It is a year of celebration for the Study Club as it celebrates 90 years of existence.
Celebrations kicked off in Muizenberg on Tuesday last week at the home of the club’s chairperson, Jenna Monk.
Ms Monk said the Study Club was founded in 1934 by Adeline Turner, the wife of an American businessman, as a regular get-together for the wives of diplomats.
The purpose of the club was for intellectual discussions and was later opened to university graduates looking for stimulation through study other than their field of discipline.
Members are given a year to prepare a white paper to present to the club.
In its early days, each member had to put forward two topics and the most popular topic became the following year’s subject.
Nowadays, Ms Monk said, members can choose their topics, and there have been many interesting topics of which one of late was the “history of trousers”.
Ten of the club’s 15 members attended the meeting last week where they wore white gloves and enjoyed a glass of sparkling wine.
Ms Monk had decorated her home with balloons and had put out old memorabilia on the coffee table, and one of the club’s newer members, Margaret du Toit, presented a paper on “A change is as good as a holiday – a look at the past 75 years”.
Ms Monk said celebrations would take place throughout the year at the club’s various meetings.
In the early days, she said, the wearing of hats, gloves, and stockings at meetings was compulsory, and unexcused absence terminated membership.
These were two of the club’s five rules that have since been discontinued, but the other three rules remain to this day: No talks of domestics or bridge are allowed; every member has to read one paper a year; and only two items, one sweet and one savoury, are allowed at afternoon teas, which each member must host.
The club meets twice a month on a Tuesday from 2pm to 4pm and members are from Mowbray, Llandudno, Pinelands, and Muizenberg.
In 1984 the club celebrated its golden anniversary and in 2009, it celebrated its 75th anniversary with a break from tradition.
It relaxed its “no husband” tradition and spouses were invited to the November celebrations held at the home of Peter and Lynn Watkins in Hout Bay (“Gregarious grannies celebrate 75 years of study,” Sentinel News, December 4, 2009).

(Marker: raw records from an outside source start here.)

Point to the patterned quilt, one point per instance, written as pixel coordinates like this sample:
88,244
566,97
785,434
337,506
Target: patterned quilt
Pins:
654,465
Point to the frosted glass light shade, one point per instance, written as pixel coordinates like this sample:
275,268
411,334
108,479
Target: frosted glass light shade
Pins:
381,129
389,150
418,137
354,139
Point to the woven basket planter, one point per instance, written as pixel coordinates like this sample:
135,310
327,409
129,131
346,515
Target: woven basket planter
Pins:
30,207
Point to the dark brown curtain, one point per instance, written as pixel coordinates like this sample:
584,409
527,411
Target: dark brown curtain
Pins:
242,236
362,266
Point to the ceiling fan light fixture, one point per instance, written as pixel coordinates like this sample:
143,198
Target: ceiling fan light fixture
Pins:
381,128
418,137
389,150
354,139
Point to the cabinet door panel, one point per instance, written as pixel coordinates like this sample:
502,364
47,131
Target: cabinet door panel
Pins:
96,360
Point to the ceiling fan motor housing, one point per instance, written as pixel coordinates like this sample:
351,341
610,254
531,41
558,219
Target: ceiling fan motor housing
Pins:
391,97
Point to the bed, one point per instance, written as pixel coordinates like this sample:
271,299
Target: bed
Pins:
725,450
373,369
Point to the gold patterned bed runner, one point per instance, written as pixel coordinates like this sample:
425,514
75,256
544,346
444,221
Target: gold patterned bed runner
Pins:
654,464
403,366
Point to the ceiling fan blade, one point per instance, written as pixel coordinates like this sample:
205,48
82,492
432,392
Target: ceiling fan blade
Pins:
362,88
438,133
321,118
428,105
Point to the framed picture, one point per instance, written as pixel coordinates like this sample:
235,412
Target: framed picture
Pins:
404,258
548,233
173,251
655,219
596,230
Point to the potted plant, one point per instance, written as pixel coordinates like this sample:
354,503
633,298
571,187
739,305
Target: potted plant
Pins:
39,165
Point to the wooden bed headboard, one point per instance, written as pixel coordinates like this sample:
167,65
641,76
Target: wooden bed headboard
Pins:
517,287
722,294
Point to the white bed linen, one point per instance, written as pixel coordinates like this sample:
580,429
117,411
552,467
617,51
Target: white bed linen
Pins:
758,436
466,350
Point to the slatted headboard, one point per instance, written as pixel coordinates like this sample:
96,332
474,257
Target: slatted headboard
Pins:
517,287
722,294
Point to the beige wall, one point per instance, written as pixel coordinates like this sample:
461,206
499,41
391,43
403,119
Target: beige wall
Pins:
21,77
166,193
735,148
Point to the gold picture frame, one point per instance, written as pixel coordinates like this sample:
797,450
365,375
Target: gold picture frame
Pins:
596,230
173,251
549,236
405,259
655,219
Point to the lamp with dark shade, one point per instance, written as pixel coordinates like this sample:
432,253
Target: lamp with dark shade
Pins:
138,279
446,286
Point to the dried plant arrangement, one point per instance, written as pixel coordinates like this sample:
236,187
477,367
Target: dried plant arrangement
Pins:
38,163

Club secretary Bridget Stephens, 80, said she had been a member since 2009. She had heard about the club through a friend who had been a member at the time.
She said she was working on a paper but could not reveal its title just yet.
Asked what her main source for research is, she said “Anything and everything,” adding that she had read six books for one of her papers, “Mountaineering”, which she had done many years ago.
She said the topics chosen by members “tells you a lot about them” and she loves learning new things like “there was a mini ice-age in the 16th century”.